(Jim Cook’s review) The third volume in Kenny’s History of Western Philosophy covers the period from the beginning of the 16th century to the start of the 19th century, i.e., from the writing of Machiavelli’s Prince to the death of Hegel. The cover is illustrated with a picture of Rene Descartes sitting at his desk. Descartes was one of the key philosophers who lived during this era.
As in the preceding two volumes, volume 3 is copiously illustrated, and is divided into two sections. The first three chapters provide information about the life and times of the major philosophers discussed in volume 3 and the rest of the book consists of thematic chapters discussing their central ideas in greater detail. Unlike the first two books, however, volume 3 (and 4) includes a chapter on “political philosophy.”
Kenny’s rationale for not including chapters on this topic in the first two volumes of his history is rather peculiar. Kenny didn’t include a discussion of this topic in the earlier volumes, he says, because prior to the writings of Machiavelli no previous philosopher has anything to say that is “relevant to current discussions” in the field of political philosophy. He repeats this controversial claim in voume 4.

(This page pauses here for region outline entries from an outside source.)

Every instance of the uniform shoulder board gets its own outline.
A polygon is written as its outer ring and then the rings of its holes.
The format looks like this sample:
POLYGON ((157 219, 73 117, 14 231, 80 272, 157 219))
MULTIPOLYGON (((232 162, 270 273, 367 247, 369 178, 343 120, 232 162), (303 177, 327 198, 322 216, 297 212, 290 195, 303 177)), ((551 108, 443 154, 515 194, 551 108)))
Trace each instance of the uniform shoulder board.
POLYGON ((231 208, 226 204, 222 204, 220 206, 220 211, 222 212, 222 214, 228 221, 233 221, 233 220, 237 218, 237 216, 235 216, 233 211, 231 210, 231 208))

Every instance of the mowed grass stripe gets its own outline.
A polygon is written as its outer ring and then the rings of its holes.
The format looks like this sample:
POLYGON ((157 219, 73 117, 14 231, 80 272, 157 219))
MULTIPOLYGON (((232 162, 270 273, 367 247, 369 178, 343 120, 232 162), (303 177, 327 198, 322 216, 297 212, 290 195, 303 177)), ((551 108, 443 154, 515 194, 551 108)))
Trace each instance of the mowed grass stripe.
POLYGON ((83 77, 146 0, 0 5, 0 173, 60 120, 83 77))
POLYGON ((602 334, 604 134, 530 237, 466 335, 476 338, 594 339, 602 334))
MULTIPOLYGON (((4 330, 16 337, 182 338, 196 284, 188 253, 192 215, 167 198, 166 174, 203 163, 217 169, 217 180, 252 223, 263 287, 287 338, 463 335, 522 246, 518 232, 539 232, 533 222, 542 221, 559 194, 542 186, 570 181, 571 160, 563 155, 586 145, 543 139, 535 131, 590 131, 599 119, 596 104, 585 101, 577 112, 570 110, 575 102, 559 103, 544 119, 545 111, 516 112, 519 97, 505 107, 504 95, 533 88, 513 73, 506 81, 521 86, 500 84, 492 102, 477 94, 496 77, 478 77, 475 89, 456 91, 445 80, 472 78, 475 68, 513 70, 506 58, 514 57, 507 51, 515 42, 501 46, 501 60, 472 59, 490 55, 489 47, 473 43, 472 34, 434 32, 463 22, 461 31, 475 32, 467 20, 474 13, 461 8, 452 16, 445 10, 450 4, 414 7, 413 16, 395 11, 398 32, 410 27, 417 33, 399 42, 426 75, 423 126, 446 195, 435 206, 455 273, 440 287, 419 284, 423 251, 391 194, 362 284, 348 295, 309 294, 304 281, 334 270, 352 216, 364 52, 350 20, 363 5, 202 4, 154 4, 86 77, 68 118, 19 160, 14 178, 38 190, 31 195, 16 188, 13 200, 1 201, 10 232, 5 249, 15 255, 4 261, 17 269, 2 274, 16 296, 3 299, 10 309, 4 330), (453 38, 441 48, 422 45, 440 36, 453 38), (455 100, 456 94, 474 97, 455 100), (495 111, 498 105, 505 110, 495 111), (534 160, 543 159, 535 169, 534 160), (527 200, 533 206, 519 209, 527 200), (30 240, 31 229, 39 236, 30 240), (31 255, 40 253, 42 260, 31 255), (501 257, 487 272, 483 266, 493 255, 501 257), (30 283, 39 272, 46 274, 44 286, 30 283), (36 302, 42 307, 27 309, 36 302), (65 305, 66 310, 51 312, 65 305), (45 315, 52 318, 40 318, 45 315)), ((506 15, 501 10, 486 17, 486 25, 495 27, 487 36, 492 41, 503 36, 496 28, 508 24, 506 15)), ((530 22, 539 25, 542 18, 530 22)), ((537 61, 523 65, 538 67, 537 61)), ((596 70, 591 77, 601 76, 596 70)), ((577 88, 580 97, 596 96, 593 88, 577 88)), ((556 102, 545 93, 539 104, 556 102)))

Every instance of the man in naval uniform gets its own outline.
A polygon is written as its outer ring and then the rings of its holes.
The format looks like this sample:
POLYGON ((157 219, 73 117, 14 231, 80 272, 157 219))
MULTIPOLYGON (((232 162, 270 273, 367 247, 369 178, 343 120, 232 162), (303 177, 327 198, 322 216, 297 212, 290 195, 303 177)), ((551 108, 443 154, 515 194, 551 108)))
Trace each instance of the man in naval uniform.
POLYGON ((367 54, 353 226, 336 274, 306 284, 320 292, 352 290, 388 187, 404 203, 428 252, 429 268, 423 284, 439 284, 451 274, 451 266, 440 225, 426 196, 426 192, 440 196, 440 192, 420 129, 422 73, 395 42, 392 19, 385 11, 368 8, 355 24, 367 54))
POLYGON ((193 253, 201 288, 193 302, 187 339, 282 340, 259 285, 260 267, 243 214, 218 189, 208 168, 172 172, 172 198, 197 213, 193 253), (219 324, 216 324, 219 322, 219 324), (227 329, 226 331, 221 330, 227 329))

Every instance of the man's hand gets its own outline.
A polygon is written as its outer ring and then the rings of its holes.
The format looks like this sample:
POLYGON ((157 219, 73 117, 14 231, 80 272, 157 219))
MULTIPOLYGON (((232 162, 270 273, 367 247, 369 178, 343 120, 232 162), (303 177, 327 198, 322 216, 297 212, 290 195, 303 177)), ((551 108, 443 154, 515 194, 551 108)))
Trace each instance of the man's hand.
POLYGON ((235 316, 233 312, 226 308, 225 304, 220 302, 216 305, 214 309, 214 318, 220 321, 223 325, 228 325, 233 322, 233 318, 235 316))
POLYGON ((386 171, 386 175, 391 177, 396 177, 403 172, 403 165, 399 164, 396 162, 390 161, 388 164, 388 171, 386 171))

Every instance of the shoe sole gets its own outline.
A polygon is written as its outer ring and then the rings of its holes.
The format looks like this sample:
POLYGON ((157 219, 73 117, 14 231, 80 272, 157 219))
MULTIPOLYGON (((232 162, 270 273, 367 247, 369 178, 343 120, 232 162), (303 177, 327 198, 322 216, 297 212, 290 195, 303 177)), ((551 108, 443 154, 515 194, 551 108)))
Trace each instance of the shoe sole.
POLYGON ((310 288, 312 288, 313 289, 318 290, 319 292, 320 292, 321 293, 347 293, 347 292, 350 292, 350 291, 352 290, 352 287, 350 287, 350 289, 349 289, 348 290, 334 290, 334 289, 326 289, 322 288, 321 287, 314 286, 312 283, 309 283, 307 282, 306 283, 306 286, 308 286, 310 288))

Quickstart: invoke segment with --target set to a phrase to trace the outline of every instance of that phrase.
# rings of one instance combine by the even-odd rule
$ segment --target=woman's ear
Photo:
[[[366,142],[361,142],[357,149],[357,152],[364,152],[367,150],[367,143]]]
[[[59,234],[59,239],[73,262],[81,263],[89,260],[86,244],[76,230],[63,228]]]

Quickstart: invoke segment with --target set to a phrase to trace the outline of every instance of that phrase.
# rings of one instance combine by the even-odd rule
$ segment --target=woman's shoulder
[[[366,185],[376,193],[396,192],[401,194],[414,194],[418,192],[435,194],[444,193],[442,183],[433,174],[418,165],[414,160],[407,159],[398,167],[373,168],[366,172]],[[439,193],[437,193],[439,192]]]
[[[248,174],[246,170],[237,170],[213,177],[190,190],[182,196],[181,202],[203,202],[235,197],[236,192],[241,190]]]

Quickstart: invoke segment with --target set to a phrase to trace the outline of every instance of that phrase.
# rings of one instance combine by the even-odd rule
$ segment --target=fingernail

But surely this is wrong-headed? If you look at many twentieth century philosophers engaged in political philosophy, for example, you will find quite of few of them who would have been rendered mute were it not for the work of their predecessors in Classical Greece. Popper, Strauss, Nussbaum, to mention only three such philosophers are examples. Another somewhat dubious claim by Kenny is an idea he floats of a “constitutional Papacy” which, he says would have prevented the split in Christianity that occured during the years of the Reformation. (See p. 11)
An even more hare-brained notion is advanced by Kenny in the later chapters of his book where he discusses the philosophy of Rousseau and Hegel. He argues that their “flawed metaphysics” directly led to, in the first named writer’s case, the French Revolution (and other, subsequent violent conflicts); and, in the case of Hegel, to the “two World Wars that disfigured the twentieth century” (p. 302). Although he can blame secular philosophers like Rousseau and Hegel for violence occuring after they had died, Kenny nowhere in his History makes similar allegations regarding the horrors visited upon innocent people by Christian fanatics. He fails in his duty both as a philosopher and a historian when he takes ‘cheap shots” like this. As we will see in my review of volume 4, some of his commentary there is even more amaturish. Or, to use one of Kenny’s favorite expressions, jejune.
That said, I still enjoyed reading Kenny’s third volume. It contains, for example, some of the clearest commentary about the key concepts advanced by Kant that I have read. It also includes insightful and no-nonsense criticism of some of the ideas of influential thinkers such as Hume, Rousseau, and Berkeley. Kenny rightly notes that Rousseau’s concept of the “general will” is “theortically incoherent and practically vacuous”; that Hume’s epistemology “is nothing less than absurd”; and, that both Hume and Berkeley’s philosophy of mind and their philosophical psychology are “remarkably jejune.” Kenny supports these assertions with appropriate textual references in each case.
Overall, while volume 3 has some weaknesses (more than the first two volumes), I recommend it to anyone who wants to learn about the great philosophers of this era.